# Création de vidéo avec les sous-titres à partir d'un audio



## defacta (8 Juin 2021)

Salut,

Je cherche une application gratuite ou pas trop cher qui analyserait un audio pour créer une vidéo affichant en sous-titres de ce que j'ai dit dans l'audio. Avec une petite animation en fond, ce serait cool !!!

Ça doit bien exister mais je sais même pas quels mots clefs utiliser pour la chercher...

Merci pour votre aide,
Vincent.


----------



## Gwen (8 Juin 2021)

L'idée est bonne, mais je n'ai jamais rencontré ça. C'est en gros de la retranscription audio comme peut le faire YouTube.


----------



## defacta (8 Juin 2021)

gwen a dit:


> L'idée est bonne, mais je n'ai jamais rencontré ça.

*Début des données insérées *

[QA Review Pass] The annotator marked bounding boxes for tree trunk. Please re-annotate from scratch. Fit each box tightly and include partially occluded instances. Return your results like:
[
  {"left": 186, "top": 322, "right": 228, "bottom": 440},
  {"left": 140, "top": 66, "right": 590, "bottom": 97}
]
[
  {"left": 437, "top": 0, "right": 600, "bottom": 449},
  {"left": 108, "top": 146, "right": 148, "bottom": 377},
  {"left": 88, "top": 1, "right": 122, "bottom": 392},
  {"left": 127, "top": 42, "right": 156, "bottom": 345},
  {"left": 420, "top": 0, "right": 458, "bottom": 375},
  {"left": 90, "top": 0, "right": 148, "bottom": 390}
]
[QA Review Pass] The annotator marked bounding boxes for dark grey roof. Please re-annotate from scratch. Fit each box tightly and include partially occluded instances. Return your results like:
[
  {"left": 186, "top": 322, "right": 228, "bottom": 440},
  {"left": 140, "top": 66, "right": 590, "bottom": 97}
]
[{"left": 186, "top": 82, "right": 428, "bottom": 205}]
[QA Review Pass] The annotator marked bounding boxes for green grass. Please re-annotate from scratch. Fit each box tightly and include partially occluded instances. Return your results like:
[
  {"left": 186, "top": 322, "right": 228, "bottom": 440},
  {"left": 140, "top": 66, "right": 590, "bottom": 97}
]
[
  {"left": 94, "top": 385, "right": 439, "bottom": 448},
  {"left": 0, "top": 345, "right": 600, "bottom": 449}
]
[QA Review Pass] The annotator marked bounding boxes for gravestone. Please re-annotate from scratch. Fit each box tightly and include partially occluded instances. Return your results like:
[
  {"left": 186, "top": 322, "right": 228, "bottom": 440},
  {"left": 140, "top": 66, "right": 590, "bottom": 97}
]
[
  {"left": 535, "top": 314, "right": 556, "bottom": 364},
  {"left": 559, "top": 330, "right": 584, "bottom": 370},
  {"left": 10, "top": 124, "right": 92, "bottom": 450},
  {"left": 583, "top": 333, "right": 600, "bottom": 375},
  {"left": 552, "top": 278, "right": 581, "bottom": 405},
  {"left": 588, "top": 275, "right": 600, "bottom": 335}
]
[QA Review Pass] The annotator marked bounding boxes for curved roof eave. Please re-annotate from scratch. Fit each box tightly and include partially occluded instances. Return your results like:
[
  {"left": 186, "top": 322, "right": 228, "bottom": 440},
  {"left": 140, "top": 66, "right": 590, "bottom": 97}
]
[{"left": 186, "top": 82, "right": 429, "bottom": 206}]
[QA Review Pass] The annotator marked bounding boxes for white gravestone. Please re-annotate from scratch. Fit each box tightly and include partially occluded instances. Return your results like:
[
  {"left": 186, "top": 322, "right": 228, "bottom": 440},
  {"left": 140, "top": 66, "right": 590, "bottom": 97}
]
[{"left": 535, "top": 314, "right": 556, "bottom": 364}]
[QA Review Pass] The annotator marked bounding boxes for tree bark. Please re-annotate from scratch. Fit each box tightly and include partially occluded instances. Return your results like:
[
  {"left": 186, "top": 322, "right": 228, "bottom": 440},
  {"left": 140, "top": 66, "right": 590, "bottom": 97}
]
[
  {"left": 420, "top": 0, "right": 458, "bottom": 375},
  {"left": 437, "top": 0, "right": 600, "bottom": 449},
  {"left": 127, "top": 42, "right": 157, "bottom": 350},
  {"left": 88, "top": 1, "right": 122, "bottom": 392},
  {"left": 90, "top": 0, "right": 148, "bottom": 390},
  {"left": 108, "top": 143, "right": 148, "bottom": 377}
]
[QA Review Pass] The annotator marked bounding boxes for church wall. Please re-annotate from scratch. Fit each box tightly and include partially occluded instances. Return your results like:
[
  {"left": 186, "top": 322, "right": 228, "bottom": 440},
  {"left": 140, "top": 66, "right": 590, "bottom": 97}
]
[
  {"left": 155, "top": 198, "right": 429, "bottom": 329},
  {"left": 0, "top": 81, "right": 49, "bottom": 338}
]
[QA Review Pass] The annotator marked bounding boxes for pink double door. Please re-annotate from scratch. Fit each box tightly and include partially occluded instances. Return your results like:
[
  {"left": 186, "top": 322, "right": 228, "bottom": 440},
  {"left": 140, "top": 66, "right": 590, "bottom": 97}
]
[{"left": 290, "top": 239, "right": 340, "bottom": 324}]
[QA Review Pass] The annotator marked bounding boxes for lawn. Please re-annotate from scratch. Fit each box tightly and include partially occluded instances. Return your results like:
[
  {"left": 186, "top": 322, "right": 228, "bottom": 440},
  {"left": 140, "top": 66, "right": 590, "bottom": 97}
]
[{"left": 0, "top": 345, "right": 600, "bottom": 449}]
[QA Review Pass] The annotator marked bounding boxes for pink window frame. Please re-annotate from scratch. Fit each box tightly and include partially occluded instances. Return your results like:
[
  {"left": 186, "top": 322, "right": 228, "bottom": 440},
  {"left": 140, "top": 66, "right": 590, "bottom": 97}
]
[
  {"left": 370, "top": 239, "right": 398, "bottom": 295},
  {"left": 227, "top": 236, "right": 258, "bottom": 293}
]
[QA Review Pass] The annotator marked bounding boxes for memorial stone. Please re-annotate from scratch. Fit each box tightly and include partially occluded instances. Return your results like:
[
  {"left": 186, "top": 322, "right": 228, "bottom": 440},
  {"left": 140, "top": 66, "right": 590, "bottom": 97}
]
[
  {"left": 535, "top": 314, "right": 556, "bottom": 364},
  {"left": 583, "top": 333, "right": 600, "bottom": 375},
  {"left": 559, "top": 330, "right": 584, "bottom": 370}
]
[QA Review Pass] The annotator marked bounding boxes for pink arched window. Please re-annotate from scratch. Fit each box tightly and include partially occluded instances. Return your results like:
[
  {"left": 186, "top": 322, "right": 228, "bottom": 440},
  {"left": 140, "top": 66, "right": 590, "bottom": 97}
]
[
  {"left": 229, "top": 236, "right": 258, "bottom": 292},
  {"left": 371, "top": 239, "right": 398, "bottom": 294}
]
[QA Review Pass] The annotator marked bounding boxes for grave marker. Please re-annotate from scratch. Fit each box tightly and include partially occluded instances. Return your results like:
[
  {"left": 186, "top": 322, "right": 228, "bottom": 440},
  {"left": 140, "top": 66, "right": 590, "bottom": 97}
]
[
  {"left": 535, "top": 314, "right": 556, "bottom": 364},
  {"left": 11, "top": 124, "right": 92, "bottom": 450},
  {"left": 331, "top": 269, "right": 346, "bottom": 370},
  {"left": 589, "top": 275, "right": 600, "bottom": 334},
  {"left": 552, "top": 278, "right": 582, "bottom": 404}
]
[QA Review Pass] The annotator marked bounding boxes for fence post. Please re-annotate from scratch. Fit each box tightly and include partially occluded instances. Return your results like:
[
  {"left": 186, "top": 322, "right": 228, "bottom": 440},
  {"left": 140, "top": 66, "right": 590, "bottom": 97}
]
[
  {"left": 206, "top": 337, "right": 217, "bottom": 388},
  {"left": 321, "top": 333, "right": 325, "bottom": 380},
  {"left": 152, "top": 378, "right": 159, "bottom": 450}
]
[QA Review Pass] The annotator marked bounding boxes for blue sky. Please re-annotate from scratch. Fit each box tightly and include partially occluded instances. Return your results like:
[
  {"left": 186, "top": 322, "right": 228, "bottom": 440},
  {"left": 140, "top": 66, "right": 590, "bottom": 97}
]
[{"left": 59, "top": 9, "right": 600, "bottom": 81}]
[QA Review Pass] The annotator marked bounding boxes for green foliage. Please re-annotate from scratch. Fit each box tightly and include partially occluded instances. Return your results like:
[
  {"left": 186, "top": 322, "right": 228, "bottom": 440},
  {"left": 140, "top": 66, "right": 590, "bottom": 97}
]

C'est en gros de la retranscription audio comme peut le faire YouTube.


Oui chouette idée ! Je créé une vidéo privée sur YT et normalement je pourrais faire afficher les sous-titres ils, mais est-ce que je pourrais télécharger cette vidéo avec les sous-titres ?


----------



## Gwen (8 Juin 2021)

Je n'ai pas trouvé de service qui exporte les vidéos YT avec les sous titres. J'aurais bien voulu pourtant.


----------